THIS NOTICE DESCRIBES HOW MEDICAL INFORMATION ABOUT YOU MAY BE USED AND DISCLOSED AND HOW YOU CAN GET ACCESS TO THIS INFORMATION. PLEASE REVIEW CAREFULLY.
THIS NOTICE WIL TAKE EFFECT ON APRIL 14, 2003 AND WILL REMAIN IN EFFECT UNTIL REPLACED.
1. OUR PLEDGE REGARDING YOUR MEDICAL INFORMATION
The privacy of your medical information is important to us. We understand that your medical information is personal and we are committed to protecting it. This notice will tell you about the ways we may use and share medical information about you. We also will describe your rights and certain duties we have regarding the use and disclosure of medical information.
2. OUR LEGAL RESPONSIBILITY
Law Requires Us To:
1) Keep you medical information private.
2) Give you this notice describing our legal duties, privacy practices, and your rights regarding your medical information.
3) Follow the terms of the notice that is now in effect.
We Have The Right To:
1) Change our privacy practices and terms of this notice at any time, provided those changes are permitted by law.
2) Make changes in our privacy practices and the new terms of our notice effective for all medical information that we keep, including previously created or received before the changes.
Notice Of Change To Privacy Practices:
Before we make an important change in our privacy practices, we will change this notice and make the new notice available upon request.
3. USE AND DISCLOSURE OF YOUR MEDICAL INFORMATION
There are different ways in which we use and disclose medical information.
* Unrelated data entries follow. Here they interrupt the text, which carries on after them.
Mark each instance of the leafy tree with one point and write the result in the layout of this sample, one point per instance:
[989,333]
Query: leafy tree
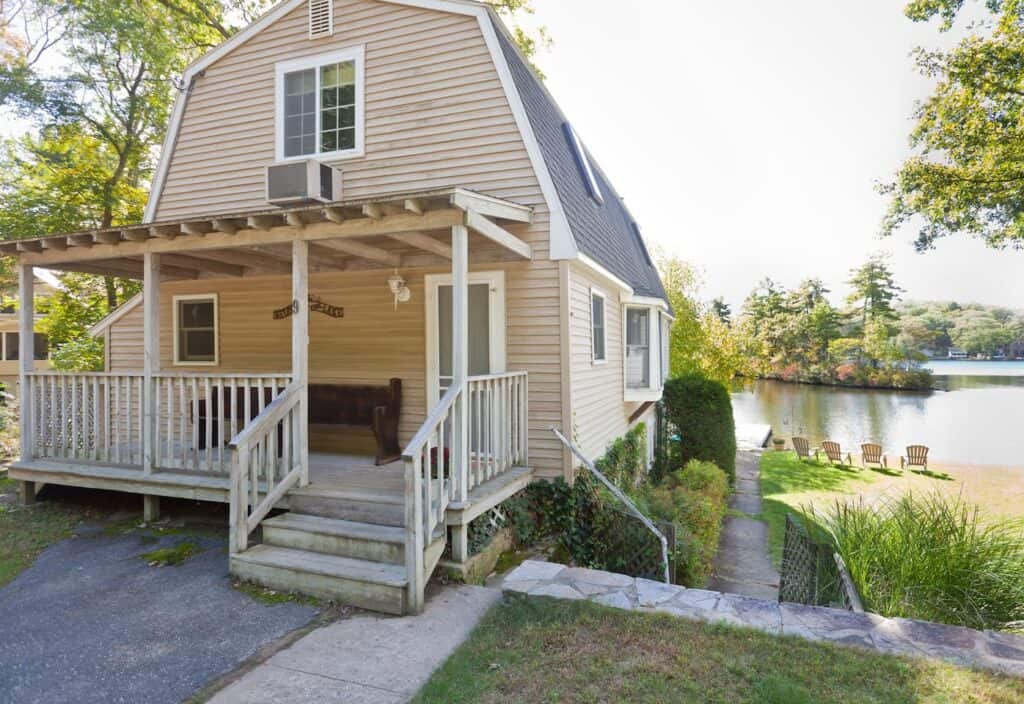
[873,292]
[967,172]
[722,310]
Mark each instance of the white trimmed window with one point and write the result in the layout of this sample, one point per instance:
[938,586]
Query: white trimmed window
[196,339]
[598,328]
[637,348]
[321,106]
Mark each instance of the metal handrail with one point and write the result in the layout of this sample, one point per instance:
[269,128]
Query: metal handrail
[622,497]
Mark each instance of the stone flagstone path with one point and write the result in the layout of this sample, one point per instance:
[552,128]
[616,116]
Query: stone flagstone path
[990,650]
[741,564]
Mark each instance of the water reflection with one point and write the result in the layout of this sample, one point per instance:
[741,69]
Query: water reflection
[971,420]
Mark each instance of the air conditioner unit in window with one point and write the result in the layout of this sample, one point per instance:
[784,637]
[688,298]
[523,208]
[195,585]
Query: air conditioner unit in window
[305,181]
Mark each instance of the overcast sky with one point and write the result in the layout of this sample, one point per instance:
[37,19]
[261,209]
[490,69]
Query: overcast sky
[747,136]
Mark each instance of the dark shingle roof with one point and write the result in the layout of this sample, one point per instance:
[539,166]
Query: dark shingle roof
[605,232]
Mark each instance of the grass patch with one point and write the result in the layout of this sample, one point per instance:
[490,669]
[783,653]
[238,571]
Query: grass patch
[788,485]
[555,651]
[262,595]
[172,557]
[932,558]
[27,531]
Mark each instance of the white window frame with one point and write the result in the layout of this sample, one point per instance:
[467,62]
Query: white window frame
[353,53]
[177,361]
[597,293]
[496,279]
[652,391]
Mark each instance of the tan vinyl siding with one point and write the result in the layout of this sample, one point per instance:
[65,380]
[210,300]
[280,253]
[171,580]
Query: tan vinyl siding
[371,344]
[436,116]
[599,413]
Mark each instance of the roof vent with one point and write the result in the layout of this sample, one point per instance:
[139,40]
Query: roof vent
[321,18]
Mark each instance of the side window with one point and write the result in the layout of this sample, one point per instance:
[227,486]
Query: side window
[196,330]
[597,326]
[637,348]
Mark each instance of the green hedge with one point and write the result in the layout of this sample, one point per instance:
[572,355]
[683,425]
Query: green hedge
[694,499]
[700,410]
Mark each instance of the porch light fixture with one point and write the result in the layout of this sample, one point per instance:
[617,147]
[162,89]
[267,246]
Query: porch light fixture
[398,289]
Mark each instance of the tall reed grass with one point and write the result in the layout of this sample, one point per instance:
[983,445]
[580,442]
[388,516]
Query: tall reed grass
[932,558]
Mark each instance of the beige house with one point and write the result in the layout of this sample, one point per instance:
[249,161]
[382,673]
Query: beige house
[379,266]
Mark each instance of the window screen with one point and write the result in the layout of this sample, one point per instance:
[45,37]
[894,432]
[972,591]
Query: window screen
[637,348]
[197,331]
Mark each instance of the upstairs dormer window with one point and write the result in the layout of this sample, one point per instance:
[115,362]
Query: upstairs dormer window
[586,170]
[321,105]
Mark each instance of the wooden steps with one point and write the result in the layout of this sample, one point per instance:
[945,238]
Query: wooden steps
[333,536]
[349,504]
[374,585]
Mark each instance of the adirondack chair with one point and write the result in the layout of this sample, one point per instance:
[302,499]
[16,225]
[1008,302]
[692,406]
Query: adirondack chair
[835,453]
[803,449]
[870,453]
[916,455]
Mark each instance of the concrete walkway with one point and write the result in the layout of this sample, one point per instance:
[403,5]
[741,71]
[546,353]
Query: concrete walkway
[369,659]
[742,565]
[999,652]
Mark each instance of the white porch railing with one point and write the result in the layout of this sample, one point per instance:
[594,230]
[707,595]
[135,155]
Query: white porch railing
[93,416]
[100,416]
[431,469]
[498,423]
[267,451]
[197,414]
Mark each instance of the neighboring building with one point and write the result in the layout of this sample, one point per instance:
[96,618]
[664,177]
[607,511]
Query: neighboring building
[477,282]
[45,284]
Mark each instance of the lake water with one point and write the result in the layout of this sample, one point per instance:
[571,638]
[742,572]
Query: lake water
[977,418]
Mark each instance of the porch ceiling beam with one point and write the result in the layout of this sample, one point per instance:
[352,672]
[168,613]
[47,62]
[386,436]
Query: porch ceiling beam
[201,265]
[135,233]
[424,242]
[198,228]
[325,257]
[498,234]
[357,249]
[225,226]
[491,207]
[80,240]
[166,231]
[107,237]
[357,227]
[245,258]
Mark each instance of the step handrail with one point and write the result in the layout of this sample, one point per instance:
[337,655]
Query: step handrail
[247,510]
[622,497]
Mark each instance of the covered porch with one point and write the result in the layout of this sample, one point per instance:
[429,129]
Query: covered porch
[243,435]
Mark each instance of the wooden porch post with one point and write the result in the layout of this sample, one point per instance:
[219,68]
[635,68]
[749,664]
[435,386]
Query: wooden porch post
[26,356]
[460,375]
[300,347]
[151,356]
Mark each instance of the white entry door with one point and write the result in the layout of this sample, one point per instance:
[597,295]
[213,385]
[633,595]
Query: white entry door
[485,330]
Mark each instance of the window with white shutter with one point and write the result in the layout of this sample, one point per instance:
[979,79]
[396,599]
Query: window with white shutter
[321,18]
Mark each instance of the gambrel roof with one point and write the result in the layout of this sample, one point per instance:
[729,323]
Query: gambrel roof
[603,231]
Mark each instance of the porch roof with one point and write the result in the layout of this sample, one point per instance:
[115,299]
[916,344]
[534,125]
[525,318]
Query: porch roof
[399,229]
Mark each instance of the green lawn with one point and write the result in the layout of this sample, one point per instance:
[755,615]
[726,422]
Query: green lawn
[554,651]
[788,485]
[27,531]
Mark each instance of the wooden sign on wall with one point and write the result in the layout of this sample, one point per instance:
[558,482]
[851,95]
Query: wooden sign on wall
[316,305]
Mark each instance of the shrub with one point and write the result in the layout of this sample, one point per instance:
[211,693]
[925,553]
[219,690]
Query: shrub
[932,558]
[694,499]
[701,412]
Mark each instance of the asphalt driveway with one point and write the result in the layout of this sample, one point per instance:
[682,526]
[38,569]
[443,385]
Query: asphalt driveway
[91,621]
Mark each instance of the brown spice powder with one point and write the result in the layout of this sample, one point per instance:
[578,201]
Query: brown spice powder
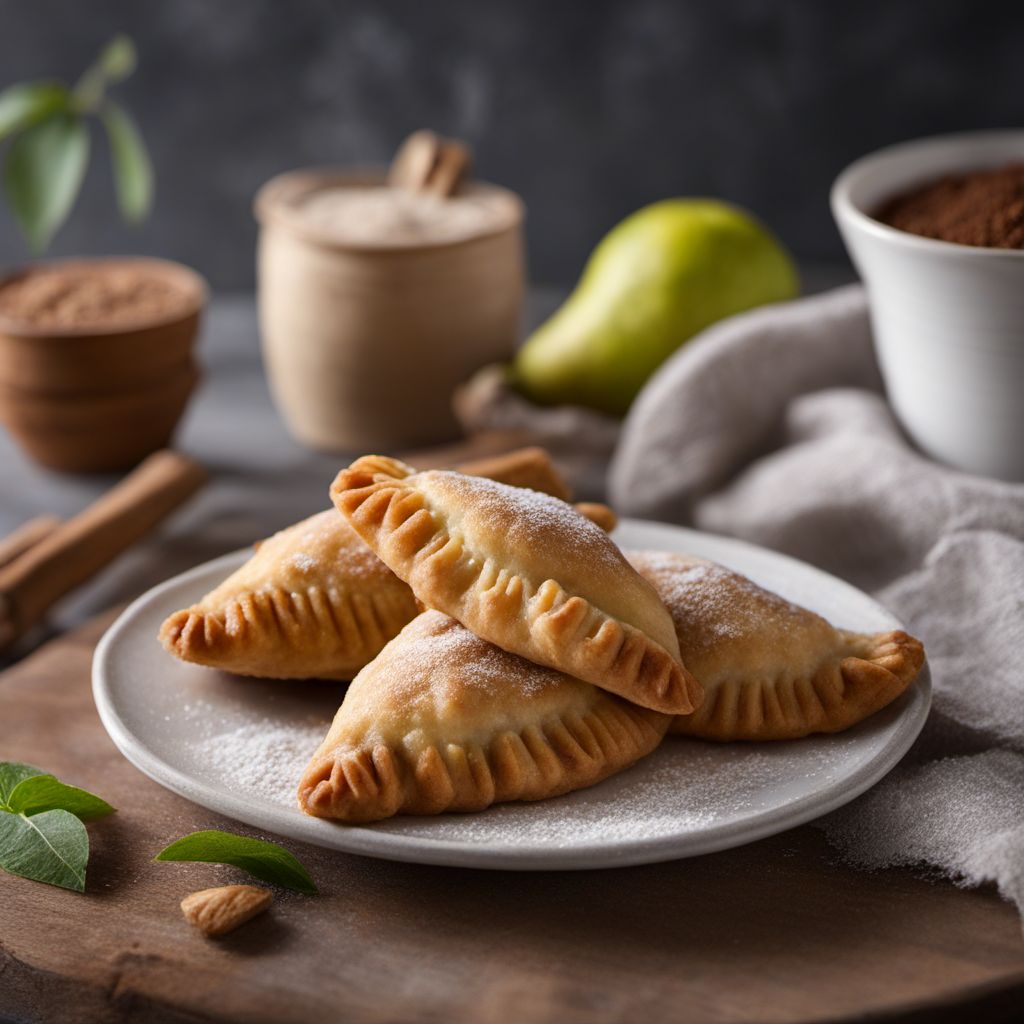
[981,208]
[104,295]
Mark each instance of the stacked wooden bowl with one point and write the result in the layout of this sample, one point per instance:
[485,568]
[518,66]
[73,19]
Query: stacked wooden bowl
[95,398]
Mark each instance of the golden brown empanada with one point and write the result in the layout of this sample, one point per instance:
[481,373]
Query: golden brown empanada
[313,601]
[523,570]
[770,669]
[444,721]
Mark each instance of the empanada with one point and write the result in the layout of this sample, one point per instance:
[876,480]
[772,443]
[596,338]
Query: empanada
[523,570]
[771,670]
[444,721]
[313,601]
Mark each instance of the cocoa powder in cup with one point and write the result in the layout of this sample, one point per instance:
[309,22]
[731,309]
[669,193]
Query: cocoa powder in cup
[979,208]
[82,296]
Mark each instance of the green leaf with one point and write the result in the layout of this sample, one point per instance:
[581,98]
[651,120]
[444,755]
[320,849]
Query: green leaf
[44,793]
[43,174]
[115,64]
[11,774]
[132,169]
[263,860]
[28,103]
[52,847]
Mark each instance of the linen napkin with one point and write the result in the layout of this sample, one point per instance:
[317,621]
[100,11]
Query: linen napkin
[772,426]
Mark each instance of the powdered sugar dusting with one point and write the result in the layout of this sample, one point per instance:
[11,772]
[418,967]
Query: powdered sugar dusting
[263,759]
[684,786]
[303,561]
[711,604]
[525,518]
[439,650]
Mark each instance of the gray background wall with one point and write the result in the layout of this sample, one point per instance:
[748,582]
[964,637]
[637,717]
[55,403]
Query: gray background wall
[589,110]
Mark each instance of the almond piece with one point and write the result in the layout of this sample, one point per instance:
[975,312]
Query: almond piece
[216,911]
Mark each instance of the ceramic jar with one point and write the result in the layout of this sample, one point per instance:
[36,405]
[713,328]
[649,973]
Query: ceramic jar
[365,343]
[947,318]
[98,399]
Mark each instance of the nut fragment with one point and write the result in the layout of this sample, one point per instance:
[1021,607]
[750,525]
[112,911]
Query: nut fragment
[216,911]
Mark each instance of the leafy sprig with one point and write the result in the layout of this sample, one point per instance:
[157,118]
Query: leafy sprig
[266,861]
[41,832]
[48,124]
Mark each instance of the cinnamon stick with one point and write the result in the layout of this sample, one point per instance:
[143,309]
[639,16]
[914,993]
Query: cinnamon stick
[79,548]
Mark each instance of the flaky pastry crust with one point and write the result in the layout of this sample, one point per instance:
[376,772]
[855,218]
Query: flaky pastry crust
[444,721]
[523,570]
[770,669]
[313,601]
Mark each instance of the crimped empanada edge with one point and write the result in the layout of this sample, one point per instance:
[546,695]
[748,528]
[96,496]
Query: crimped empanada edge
[843,692]
[396,520]
[235,638]
[565,753]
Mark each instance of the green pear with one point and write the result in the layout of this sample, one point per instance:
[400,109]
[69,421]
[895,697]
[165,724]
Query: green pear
[654,281]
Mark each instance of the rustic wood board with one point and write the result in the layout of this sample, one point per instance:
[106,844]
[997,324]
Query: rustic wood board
[773,931]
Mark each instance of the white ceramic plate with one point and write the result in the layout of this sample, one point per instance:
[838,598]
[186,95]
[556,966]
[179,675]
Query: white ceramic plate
[239,745]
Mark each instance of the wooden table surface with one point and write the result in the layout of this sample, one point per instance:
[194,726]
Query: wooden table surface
[776,931]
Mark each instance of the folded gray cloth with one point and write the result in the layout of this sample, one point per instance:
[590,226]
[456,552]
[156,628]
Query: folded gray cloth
[772,427]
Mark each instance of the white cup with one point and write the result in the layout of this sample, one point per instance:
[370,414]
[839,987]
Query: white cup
[947,318]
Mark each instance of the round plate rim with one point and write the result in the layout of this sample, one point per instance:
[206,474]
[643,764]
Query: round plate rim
[364,840]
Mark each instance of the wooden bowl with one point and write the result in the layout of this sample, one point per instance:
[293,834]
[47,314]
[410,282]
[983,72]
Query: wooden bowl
[100,397]
[97,433]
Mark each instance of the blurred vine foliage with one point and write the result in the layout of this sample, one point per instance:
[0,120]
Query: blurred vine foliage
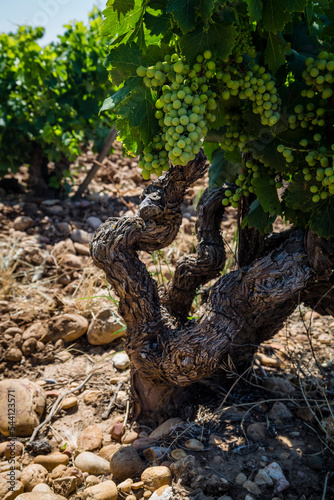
[250,81]
[50,96]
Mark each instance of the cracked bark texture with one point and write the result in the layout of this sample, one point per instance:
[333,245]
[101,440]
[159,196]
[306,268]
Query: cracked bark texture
[169,352]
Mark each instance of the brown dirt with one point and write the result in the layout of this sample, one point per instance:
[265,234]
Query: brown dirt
[37,283]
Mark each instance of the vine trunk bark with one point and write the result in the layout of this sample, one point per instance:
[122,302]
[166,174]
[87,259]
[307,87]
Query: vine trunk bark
[169,352]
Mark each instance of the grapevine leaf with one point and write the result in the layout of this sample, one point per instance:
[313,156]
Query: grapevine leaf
[206,8]
[158,25]
[258,218]
[298,195]
[221,170]
[183,12]
[267,194]
[322,220]
[115,100]
[139,110]
[274,15]
[295,5]
[122,6]
[254,9]
[274,54]
[219,39]
[154,53]
[123,61]
[116,24]
[209,148]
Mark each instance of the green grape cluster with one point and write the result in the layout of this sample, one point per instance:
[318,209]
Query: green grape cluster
[319,75]
[320,167]
[314,150]
[256,86]
[183,110]
[309,116]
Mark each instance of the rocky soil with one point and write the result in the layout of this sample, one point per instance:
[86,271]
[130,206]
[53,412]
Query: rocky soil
[269,436]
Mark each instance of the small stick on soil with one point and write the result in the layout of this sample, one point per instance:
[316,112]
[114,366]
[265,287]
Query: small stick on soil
[106,413]
[126,413]
[55,407]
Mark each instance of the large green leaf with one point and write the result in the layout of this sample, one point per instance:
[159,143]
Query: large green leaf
[115,100]
[206,9]
[267,194]
[299,196]
[117,24]
[219,38]
[274,15]
[322,220]
[157,24]
[139,109]
[221,170]
[274,54]
[258,218]
[184,13]
[254,10]
[123,61]
[122,6]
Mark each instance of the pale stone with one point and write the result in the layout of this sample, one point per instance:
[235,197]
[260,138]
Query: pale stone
[194,444]
[93,222]
[71,261]
[267,360]
[107,451]
[104,329]
[103,491]
[12,448]
[32,475]
[129,437]
[125,485]
[29,405]
[13,354]
[22,223]
[65,485]
[125,463]
[75,472]
[69,402]
[262,477]
[81,249]
[16,488]
[92,480]
[51,461]
[67,327]
[35,330]
[42,487]
[81,236]
[163,493]
[121,361]
[91,438]
[155,477]
[164,428]
[40,495]
[91,463]
[91,396]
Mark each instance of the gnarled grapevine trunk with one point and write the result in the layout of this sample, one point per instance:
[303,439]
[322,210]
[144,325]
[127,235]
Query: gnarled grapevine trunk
[169,352]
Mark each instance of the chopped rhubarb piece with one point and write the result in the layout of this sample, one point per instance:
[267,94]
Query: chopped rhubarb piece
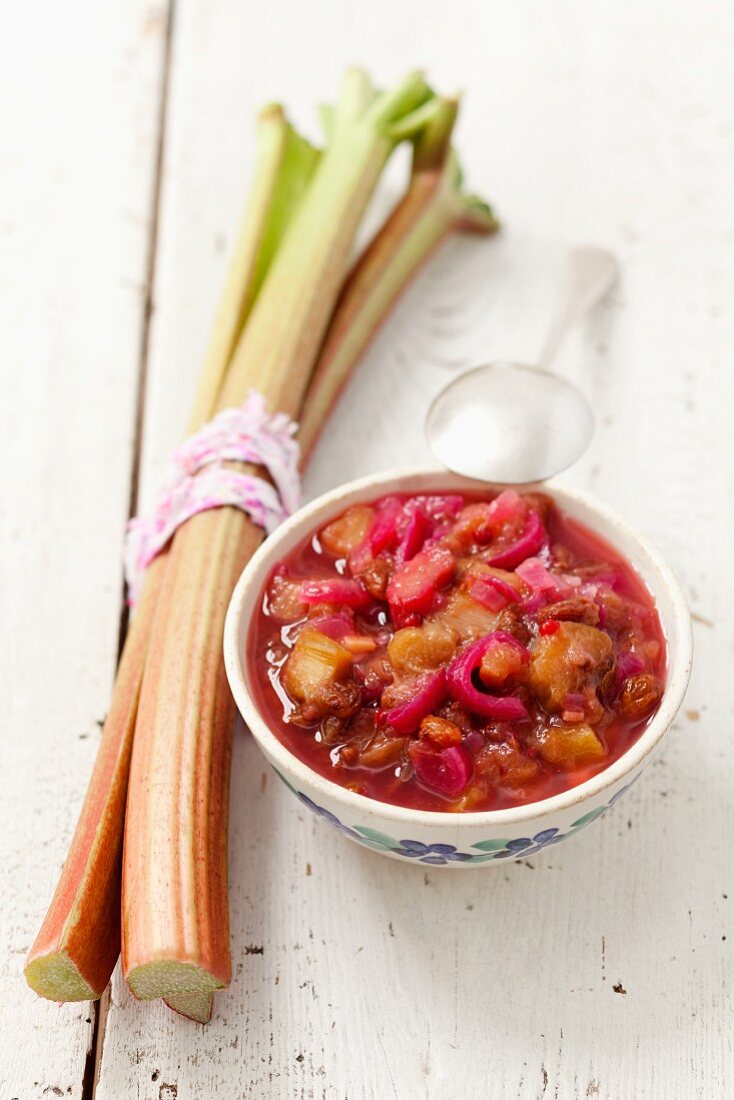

Not every use or disclosure will be listed; however, we have listed the different ways we are permitted to use and disclose medical information. We will not use or disclose your medical information for any purpose not listed below, without your specific written authorization. Any specific written authorization you provide us may be revoked at any time by submitting that request in writing to us.
FOR TREATMENT – We may use medical information about you to provide you with medical treatment or services. We may disclose medical information about you to physicians, nurses, technologist, medical students or other people who are taking care of you. We may also share medical information with other health care providers to assist them in treating you.
FOR PAYMENT – We may use and disclose your medical information for payment purposes. If an insurance company requests a copy in writing of your medical records in order to process or play a claim, a copy only relevant to that date of service will be provided to your carrier.
FOR HEALTH CARE OPERATIONS – We may use and disclose your medical information for our health care operations. This may include measuring and improving quality, evaluation of personnel, conducting training programs, facility accreditation, certificates, licenses and other credentials we need to fully serve you.
ADDITIONAL USES AND DISCLOSURES
- Emergency Notification
- Disaster Relief
- Research in Limited Circumstances
- Court Orders and Judicial and Administrative Proceedings
- Public Health Activities
- Victims of Abuse, Neglect or Domestic Violence
- Workers Compensation
- Health Oversight Activities
- Law Enforcement
4. YOUR INDIVIDUAL RIGHTS
You Have A Right To:
1) Look or get copies of your medical information. You must make a request for this in writing. If requesting copies, we will charge $2.00 per page (with a $15.00 minimum) and postage – if you want copies mailed.
2) Receive a list of all the times we or our business associates shared your medical information for purposes other than treatment, payment, health care operations and other specified exceptions.
3) Request that we place additional restrictions on our use or disclosure of your medical information. We are not required to agree to these additional restrictions.
4) Request that we communicate with you about your medical information by different means or to different locations. This request must be made in writing.
5) Request that we change your medical information. We may deny your request if we did not create the information you want changed. If we deny your request we will provide you with a written explanation. You may respond with a statement of disagreement that will be added to the information you wanted to change.
5. QUESTIONS AND COMPLAINTS
If you have any questions about this notice or if you think we may have violated your privacy rights, please contact us:
Ohio Sleep Medicine Institute
Attention: HIPAA Coordinator
4975 Bradenton Avenue
Dublin, OH 43017
You may also submit a written complaint to the U.S. Department of Health and Human Services. We will provide you with the address to file your complaint with the U.S. Department of Health and Human Services. We will not retaliate in any way if you choose to file a complaint.